“Hi all. Some of you may have heard, but I made a tough choice late last week. I decided it was time to shut down three20south at 320 S. Main St. for good.”
So began the post that greeted music fans on the three20south Facebook page on Thursday, May 1. They responded with messages of shock and heartbreak, love and encouragement for owner Matt “Rocko” Karukin, more than 100 people chiming in with their favorite memories and moments from almost six years of shows at the basement venue in Breckenridge.
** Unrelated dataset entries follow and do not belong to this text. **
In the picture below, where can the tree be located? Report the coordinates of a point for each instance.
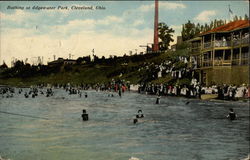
(165, 35)
(246, 17)
(3, 66)
(188, 31)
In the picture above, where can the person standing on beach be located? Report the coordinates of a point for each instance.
(232, 115)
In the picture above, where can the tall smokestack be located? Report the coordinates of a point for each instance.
(156, 43)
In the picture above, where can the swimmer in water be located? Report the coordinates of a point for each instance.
(140, 114)
(232, 115)
(158, 100)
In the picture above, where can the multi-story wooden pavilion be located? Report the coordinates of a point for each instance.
(221, 55)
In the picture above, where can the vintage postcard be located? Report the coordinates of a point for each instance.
(124, 80)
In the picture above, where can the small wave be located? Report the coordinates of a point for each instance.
(134, 158)
(248, 158)
(3, 158)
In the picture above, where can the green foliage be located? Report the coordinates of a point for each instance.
(191, 30)
(165, 35)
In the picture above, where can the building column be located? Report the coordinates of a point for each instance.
(240, 48)
(213, 51)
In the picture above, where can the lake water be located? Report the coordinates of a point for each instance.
(171, 130)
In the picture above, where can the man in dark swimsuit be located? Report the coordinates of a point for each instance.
(232, 115)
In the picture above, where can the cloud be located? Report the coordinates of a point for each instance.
(204, 16)
(21, 44)
(162, 6)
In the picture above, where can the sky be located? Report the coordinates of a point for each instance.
(109, 28)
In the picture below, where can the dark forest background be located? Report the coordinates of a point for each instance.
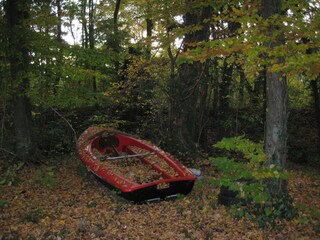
(183, 74)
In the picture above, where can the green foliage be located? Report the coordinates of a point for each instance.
(3, 203)
(10, 175)
(243, 171)
(46, 177)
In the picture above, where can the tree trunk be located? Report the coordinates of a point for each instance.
(60, 46)
(186, 93)
(277, 112)
(316, 104)
(115, 41)
(84, 24)
(17, 12)
(149, 30)
(91, 40)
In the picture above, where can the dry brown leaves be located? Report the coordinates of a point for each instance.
(82, 208)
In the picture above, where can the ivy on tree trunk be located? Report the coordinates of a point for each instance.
(277, 109)
(17, 12)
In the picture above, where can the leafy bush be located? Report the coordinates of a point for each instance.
(243, 172)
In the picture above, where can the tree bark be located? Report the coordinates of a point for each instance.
(91, 40)
(188, 83)
(277, 111)
(115, 41)
(316, 106)
(17, 12)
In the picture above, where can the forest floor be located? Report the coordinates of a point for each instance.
(63, 201)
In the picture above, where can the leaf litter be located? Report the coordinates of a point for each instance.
(80, 207)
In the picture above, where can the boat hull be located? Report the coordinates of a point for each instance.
(136, 168)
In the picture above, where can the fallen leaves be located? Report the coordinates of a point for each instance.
(82, 208)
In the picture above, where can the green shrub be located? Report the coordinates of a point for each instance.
(244, 173)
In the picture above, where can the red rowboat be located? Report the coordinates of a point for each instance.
(140, 170)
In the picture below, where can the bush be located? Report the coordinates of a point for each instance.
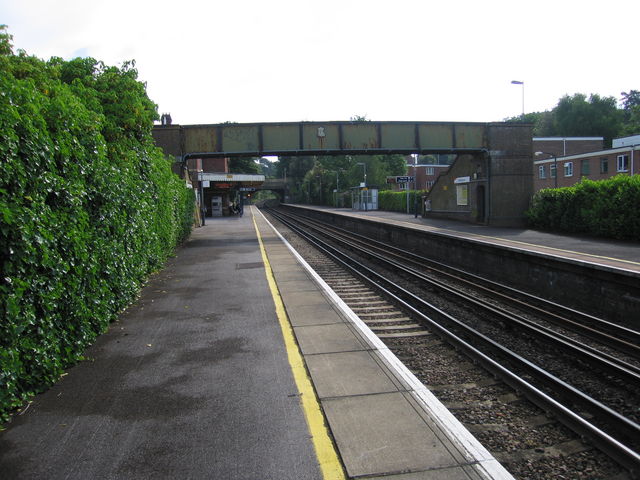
(606, 208)
(88, 208)
(397, 201)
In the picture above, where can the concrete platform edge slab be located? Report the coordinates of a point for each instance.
(462, 440)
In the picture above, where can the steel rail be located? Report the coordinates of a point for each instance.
(600, 360)
(549, 310)
(613, 447)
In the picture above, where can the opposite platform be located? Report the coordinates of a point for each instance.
(600, 251)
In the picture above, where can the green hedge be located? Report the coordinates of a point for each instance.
(607, 208)
(397, 201)
(88, 208)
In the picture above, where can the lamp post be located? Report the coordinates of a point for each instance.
(555, 165)
(518, 82)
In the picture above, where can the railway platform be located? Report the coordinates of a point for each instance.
(236, 362)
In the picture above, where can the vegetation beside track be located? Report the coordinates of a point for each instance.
(88, 208)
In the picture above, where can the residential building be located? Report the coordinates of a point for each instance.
(567, 170)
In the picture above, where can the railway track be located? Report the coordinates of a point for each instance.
(415, 327)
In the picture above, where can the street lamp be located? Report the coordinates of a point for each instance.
(365, 172)
(518, 82)
(555, 165)
(366, 198)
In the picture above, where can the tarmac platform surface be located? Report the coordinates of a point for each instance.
(200, 379)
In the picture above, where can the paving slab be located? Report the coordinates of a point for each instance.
(331, 338)
(382, 434)
(347, 374)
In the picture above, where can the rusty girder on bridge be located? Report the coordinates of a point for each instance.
(321, 138)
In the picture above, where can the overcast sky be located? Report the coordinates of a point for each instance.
(291, 60)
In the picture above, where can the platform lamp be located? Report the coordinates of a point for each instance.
(518, 82)
(364, 165)
(555, 164)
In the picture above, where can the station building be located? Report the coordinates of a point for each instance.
(219, 192)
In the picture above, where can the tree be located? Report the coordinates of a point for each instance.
(581, 117)
(631, 112)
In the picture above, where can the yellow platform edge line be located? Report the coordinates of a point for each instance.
(330, 464)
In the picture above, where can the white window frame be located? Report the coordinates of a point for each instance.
(462, 194)
(542, 172)
(568, 169)
(622, 163)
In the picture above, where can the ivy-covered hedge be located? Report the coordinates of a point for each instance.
(606, 208)
(397, 201)
(88, 208)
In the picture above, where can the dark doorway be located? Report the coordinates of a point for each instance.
(481, 204)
“It was the biggest post, the biggest reaction we have ever gotten from a Facebook post, a lot of heartfelt comments,” Rocko said. “It was just great to hear all the outpouring of love and thankfulness from all of the — I don’t like to use the word customer; our patrons just seemed like so much more than that.”
To the die-hards, the music fans who were part of the fabric of three20south, coming in night after night, week after week, it’s hard for Rocko to know what to say.
“There’s been kids that have actually said, ‘I just signed a lease; I don’t think I’d have signed a lease if I knew this yesterday,’” Rocko said. “I just have to say, I’m sorry and I fought the good fight as long as I could.”
Not an easy spot
Rocko said three20south’s location, 9,600 square feet in the basement level on the south end of Main, has never been an easy spot for a venue.
“You have to take big risks without ever paying off,” he said. “It was always a labor of love. We had some changes to our bottom line this year, and we were break even at best. At the end of the season, I had to take a hard look at the numbers and decided that it was getting too tough to continue.”
Rocko has owned and run three20 since 2008, coming up on what would have been six years in July. Even before taking over the space, he had attended shows there when it was Sherpa & Yeti’s on back to when it was the Alligator before that.
“I’d always been a music fan, going back to high school,” he said. “Lots of Grateful Dead and Phish, lots of touring, and the opportunity just came up. There was no conscious decision, the opportunity just came up and seemed to go along with my life’s thread.”
Making the decision to close three20 wasn’t at all easy, Rocko said, but he added that it felt good that he was able to make the choice now rather than limping along and being forced into a corner where the decision was made for him.
“There could have been a better exit strategy,” he said, acknowledging that the verdict probably came as a surprise to many patrons. “I kept hoping that we could get through this situation like we have a million times before.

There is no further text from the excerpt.